Tout au long de sa carrière, Matisse s’est consacré au potentiel expressif de la couleur :  » Mon choix de couleurs est basé sur l’observation, sur la sensibilité, sur les expériences ressenties. . . . J’essaie simplement de mettre des couleurs qui rendent ma sensation. . . un moment vient où toutes les parties ont trouvé leurs relations définies. . .. »

Bien que « Notes of a Painter » ait été écrit quelques années après que Matisse ait peint Open Window, ces passages indiquent qu’il équilibrait trois projets différents. Il essayait d’être sensible (1) aux informations perceptives qu’il recevait du motif, (2) aux sentiments qu’il en tirait et (3) aux qualités formelles décoratives de l’œuvre d’art elle-même. La mise en jeu des trois permet à la Fenêtre ouverte de se lire simultanément comme une fenêtre sur l’espace réel, un plan plat recouvert de couleurs harmonieuses et une expression de la chaleur joyeuse d’une journée méditerranéenne.

Henri Matisse, Fenêtre ouverte à Collioure, 1914, huile sur toile, 116,5 x 89 cm (MNAM – Centre Pompidou, Paris)

La Fenêtre ouverte était l’une des peintures Fauves les plus radicales de Matisse, mais c’est aussi un exemple de son dévouement durable à la couleur expressive et à l’harmonie picturale.
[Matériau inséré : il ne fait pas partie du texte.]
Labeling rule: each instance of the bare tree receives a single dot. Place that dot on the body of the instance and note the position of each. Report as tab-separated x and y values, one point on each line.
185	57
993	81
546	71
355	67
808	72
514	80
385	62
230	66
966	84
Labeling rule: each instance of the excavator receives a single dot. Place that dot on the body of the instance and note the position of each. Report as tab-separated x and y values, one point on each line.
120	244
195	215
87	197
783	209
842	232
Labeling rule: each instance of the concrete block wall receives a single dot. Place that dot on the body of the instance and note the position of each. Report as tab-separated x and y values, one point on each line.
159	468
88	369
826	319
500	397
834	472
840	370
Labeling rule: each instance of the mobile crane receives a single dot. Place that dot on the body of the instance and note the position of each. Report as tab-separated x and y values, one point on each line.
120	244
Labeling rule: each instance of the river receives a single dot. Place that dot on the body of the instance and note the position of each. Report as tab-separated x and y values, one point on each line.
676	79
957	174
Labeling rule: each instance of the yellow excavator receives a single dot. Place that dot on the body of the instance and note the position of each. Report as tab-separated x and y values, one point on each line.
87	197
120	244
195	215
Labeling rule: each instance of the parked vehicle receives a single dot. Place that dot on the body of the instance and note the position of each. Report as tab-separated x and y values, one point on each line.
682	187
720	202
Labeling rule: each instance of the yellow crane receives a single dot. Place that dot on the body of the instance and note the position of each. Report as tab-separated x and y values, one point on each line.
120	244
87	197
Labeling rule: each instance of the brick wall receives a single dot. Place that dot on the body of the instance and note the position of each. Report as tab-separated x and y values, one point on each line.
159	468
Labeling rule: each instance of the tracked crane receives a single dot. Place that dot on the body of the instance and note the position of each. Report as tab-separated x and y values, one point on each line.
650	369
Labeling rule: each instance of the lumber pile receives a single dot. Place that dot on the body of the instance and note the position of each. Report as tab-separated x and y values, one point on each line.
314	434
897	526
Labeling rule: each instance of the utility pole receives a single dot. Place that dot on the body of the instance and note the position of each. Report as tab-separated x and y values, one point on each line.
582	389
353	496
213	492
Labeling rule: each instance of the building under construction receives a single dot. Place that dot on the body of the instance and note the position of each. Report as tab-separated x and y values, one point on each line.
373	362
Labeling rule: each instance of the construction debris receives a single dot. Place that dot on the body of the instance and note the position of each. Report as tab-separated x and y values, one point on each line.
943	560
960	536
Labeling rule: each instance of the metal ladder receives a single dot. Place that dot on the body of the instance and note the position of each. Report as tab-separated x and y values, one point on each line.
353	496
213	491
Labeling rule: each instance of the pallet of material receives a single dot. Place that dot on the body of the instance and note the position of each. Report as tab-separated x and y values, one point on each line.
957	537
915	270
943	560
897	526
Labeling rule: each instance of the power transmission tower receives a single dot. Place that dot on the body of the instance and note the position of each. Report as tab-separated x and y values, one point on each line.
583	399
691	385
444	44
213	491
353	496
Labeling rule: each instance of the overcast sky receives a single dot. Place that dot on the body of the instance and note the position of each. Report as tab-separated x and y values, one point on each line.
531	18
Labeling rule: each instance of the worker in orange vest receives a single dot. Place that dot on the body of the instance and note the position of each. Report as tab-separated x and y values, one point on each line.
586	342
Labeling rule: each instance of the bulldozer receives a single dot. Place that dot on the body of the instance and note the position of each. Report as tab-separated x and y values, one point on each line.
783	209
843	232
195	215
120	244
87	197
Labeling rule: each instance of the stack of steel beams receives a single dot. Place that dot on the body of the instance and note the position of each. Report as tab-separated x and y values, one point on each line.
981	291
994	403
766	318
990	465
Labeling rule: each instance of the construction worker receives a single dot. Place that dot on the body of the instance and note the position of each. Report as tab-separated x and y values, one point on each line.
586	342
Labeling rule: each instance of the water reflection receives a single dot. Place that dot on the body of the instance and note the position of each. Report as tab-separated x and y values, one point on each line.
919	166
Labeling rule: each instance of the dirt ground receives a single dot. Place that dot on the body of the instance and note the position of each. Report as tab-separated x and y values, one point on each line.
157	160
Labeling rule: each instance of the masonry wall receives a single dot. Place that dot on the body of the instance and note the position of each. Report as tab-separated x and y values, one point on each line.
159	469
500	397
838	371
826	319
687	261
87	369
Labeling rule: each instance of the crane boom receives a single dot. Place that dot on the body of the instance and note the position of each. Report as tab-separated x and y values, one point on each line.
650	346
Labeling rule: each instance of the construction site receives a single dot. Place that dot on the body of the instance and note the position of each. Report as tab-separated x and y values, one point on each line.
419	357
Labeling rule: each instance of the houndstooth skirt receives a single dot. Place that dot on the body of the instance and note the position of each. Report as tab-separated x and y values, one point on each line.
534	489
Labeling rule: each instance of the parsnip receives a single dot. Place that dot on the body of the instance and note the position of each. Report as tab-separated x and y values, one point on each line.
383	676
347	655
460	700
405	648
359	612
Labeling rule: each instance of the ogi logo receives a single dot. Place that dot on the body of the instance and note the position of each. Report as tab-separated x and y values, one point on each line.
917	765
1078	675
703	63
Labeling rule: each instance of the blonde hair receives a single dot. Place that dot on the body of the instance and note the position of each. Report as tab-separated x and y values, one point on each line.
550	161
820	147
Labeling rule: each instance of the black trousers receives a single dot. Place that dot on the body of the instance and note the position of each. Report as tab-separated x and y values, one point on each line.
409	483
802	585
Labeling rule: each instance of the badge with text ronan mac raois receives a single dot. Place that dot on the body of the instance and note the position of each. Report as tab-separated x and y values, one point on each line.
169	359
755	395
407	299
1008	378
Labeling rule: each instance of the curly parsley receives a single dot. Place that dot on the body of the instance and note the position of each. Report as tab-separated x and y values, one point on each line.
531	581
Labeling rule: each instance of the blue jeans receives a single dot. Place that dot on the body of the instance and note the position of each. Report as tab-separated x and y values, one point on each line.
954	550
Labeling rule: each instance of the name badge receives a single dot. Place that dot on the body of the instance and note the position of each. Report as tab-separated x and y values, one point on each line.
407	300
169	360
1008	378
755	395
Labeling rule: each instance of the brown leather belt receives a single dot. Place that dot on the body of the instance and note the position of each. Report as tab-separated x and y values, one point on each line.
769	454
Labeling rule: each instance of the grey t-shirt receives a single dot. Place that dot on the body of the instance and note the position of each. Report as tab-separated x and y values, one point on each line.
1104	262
Matisse a peint de nombreuses fenêtres tout au long de sa carrière, y compris La Fenêtre bleue et La Leçon de piano, et elles reflètent les variations de son style au fil du temps. La Fenêtre Ouverte de 1905 représente l’exubérance à peine contenue de sa période Fauve, tandis qu’une seconde version de Fenêtre ouverte à Collioure peinte en septembre 1914 juste après le début de la Première Guerre mondiale traduit l’ambiance de ces jours sombres.